What’s In Your Hair Care?
It's important for professional hair stylists, and the general public, to pay attention to what is in personal care products. A number of considerations come into play for me regarding the ingredients in the products that we use every day, with just a couple of them being:
1) What are these chemicals? Most of which I have trouble pronouncing anyway, let alone what they are or what they do.
2) What impact do they have on human health and the environment?
I have to admit as a professional hairstylist for almost thirty years I am still a bit perplexed and suspicious as to what we are using as professionals and recommending to our guests. I am committed to providing recommendations and using, to the best of my knowledge and ability, the cleanest, most environmentally friendly and healthiest products available.
Two decades ago I decided to do just that as I began to experience for myself and others dermatitis from the daily use of professional hair care products in the salon. So I have been using several professional brands that meet that criteria ever since.
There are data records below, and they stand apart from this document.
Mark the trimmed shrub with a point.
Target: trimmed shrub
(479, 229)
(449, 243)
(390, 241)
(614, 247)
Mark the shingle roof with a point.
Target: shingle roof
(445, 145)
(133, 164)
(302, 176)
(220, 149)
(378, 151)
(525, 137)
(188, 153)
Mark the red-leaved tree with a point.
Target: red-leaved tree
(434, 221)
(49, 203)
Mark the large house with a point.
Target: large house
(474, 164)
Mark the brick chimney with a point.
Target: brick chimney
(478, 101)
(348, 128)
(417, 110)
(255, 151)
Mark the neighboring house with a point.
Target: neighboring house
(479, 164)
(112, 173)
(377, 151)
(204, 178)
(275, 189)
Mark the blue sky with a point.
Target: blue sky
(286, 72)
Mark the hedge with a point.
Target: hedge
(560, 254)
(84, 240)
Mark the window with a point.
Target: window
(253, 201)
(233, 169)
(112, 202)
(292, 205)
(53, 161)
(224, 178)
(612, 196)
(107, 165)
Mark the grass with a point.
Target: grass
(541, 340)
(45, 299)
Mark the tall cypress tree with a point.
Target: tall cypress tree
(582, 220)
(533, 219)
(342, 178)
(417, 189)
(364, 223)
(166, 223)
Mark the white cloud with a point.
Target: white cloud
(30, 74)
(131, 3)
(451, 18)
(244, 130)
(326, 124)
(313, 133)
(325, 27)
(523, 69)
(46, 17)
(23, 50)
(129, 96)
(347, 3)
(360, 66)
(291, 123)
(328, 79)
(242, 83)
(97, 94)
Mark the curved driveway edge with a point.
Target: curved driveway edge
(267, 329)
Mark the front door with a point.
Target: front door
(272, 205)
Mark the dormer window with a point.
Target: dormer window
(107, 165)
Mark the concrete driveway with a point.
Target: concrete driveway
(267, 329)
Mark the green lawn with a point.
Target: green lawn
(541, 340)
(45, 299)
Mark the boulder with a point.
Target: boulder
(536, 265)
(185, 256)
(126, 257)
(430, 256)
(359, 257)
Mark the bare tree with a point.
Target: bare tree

I believe that consumer demands and purchasing behaviour will determine what manufacturers make available.
It's my understanding that a handful of global companies control both the raw materials and the manufacturing of hair care/personal care products. Therefore this should not be a difficult area to inject consumer influence so that manufacturers develop more people and planet-friendly products.
In recent weeks, Health Canada has recalled 1.5 million dry shampoo products from Unilever, a major global player of many popular brands. The problem is that these products contain benzene, a known cancer-causing carcinogen when exposed to at low levels over a long period of time. Not great news for hairstylists! Benzene is a sweet-smelling, colourless, or light yellow-coloured liquid. It can enter the body through inhalation, orally or through the skin.
This is but one example that not only makes me nervous but also suspicious as to what I stated earlier: what are we really using and what are the effects?